- Born: Maya Hossam Asmar 14 August 1976 (age 49) Miniara, Akkar, Lebanon
- Occupations: Singer, actress
- Years active: 1999–present
- Spouse: Ihab Lamey ​(m. 2010)​
- Children: 3
- Musical career
- Genres: Arabic Pop; World; Dance;
- Instrument: Vocals;

= Maya Nasri =

Maya Hossam Asmar (مايا حسام الأسمر; born 14 August 1976), better known by her stage name Maya Nasri (مايا نصري), is a Lebanese singer, recording artist, and actress.

==Early life==
Nasri studied acting and directing theater, television and cinema at the Lebanese University. In 1996, she started working as a TV presenter at Télé Liban, she also worked as a model.

==Career==
Nasri participated in "Kas El Nojoum" in 1998 on the Lebanese Broadcasting Channel where she won all three medals. Her debut single was "Khalleeni Bel Jaw".

== Personal life ==
In 2010, Nasri married Egyptian filmmaker Ihab Lamey in a Church wedding ceremony in Beirut. On 5 October 2013, she gave birth to their first child, a girl they named Mikaella. Nasri announced online the news of daughter's birth with the message: "I gave birth to the most beautiful thing my eyes have ever seen. It was the gift of God to my small family".
In 2015, during the pregnancy of her second child she revealed that a sonogram showed complications, which meant the fetus would require heart surgery within the first 10 days after birth. The life-saving surgery was performed on her son Giovanni, after he was born on 3 February 2015. On 18 December 2017, she gave birth to her third child, a girl, Manuella.

== Discography ==
- Akhbarak Eih? (2001) (How are you doing?)
- Law Kan Lak Alb (2003) (If You Had a Heart)
- Izzay Te’rafni (2005) (How Do You Know Me?)
- Jayi Lwa't (2008) (The Time is Coming..)

=== Singles ===
- "Enta habib 3yone" (1999)
- "Akher Hammi" (1999)
- "Ana Bahtaglak" (2004)
- "Aywa Keda" (2006/2007)
- "Ana Kont Eh" (2006/2007)

== Videography ==
- "Khallini bel Jaw" (2001)
- "Akhbarak Eih..?" (2001) – Tony Abou Elias
- "Ya Waheshni (2002)" – Myirna khayyat
- "Law Kan Lak Alb (2003)" – Ahmad El Mahdi
- "Ana Bahtaglak (2004)" – Mirna Khayyat Abou-Elias
- "Habit Hob (2004)" – Mhd.
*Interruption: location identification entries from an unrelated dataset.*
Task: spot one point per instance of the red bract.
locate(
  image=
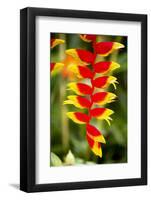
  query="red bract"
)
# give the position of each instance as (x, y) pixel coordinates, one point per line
(84, 57)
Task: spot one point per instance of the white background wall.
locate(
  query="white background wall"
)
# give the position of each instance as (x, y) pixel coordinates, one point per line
(9, 98)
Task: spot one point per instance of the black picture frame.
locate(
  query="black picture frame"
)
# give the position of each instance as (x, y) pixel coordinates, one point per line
(28, 99)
Gomea
- "Al Asmarani (2005)" – Salim elTurk
- "Rouh]] (2006)" – Emile Slaylati
- "Jaye ElWa2t" (2008) – Ahmad El Mahdi

== Filmography ==
- Code 36 (2007) – Egyptian movie
- Sultan elGharam ("Sultan of Love") (2007) – Egyptian TV series
- Kharej An elQanoun ("Against the Law") (2007) – Egyptian movie
- Wekalet Atiyya (2009) – Egyptian TV series
- eldictator (2009) – Egyptian movie
- Rijal Alhasm (2009) – Syrian TV series
- Men kel albeh (2011) - Lebanese TV series
- Al Serr (2017) - Egyptian Series (waiting to be released)
- Zenzana 7 (2020) - Egyptian movie
- Rim (2019) (Out Soon) Egyptian movie.